2018 nahm die Finanzpolizei Lucano fest und stellte ihn unter Hausarrest. Ihm wurden Begünstigung illegaler Einwanderung durch Organisation von Scheinehen zwischen Migrantinnen und Einheimischen sowie finanzielle Unregelmäßigkeiten vorgeworfen. Er soll außerdem Aufträge zur Müllabfuhr ohne Ausschreibung an Migranten-Kooperativen vergeben haben.
Der ehemalige Bürgermeister zeigte sich von dem Urteil geschockt. Er erklärte laut der Zeitung Repubblica, er habe mit einem vollständigen Freispruch gerechnet.

„Mir fehlen die Worte; das habe ich nicht erwartet. Ich habe mein Leben damit verbracht, Anti-Mafia-Ideale zu verfolgen. Als ich Bürgermeister wurde, habe ich mich auf die Seite der Schwächsten gestellt, auf die Seite der Flüchtlinge“, sagte Lucano. Er halte es für „unwahrscheinlich, dass Mafia-Verbrechen mit solchen Strafen belegt werden“.

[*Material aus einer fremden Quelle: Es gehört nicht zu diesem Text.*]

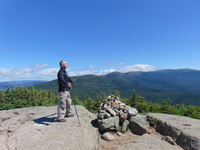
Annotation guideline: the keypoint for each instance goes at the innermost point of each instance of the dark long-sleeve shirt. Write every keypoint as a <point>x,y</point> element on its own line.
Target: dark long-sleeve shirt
<point>63,79</point>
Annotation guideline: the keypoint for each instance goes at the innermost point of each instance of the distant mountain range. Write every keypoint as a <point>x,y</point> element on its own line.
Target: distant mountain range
<point>21,83</point>
<point>180,86</point>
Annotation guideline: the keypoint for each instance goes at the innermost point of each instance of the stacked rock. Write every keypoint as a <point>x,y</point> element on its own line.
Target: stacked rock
<point>114,113</point>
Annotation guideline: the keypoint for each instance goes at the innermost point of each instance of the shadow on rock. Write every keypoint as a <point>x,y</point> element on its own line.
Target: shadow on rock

Lucanos Verteidigung will Berufung gegen das Urteil einlegen. Der Prozess sei politisch motiviert gewesen, behaupteten die Anwälte Giuliano Pisapia und Andrea Daqcua. Ihren Worten zufolge sei es „eine überzogene Verurteilung, die völlig im Widerspruch zu den Beweisen steht“. Das Urteil sei „völlig unverständlich und ungerechtfertigt“, so Pisapia und Daqcua. Lucano lebe in Armut und habe keine finanziellen oder anderweitigen Vorteile aus seiner Tätigkeit als Bürgermeister von Riace gezogen.
Das Urteil brachte linke Politiker in Empörung, erfreute aber rechte Parteien. Für dieses Wochenende sind nämlich Kommunalwahlen in Kalabrien angesetzt, wo Lucano für den Regionalrat kandidiert. „Unrechtmäßig verdientes Geld für das Einwanderungsmanagement, 13 Jahre Verurteilung für den linken Bürgermeister (und Kandidaten in Kalabrien), Mimmo Lucano <…>. Linke Journalisten und Politiker empört? Nein, jeder ist damit beschäftigt, Voyeure in den Häusern anderer Leute zu sein...“ schrieb Matteo Salvini, Chef der rechtspopulistischen Partei Lega Nord und Gegner von Lucanos Flüchtlingsprojekten, auf Twitter.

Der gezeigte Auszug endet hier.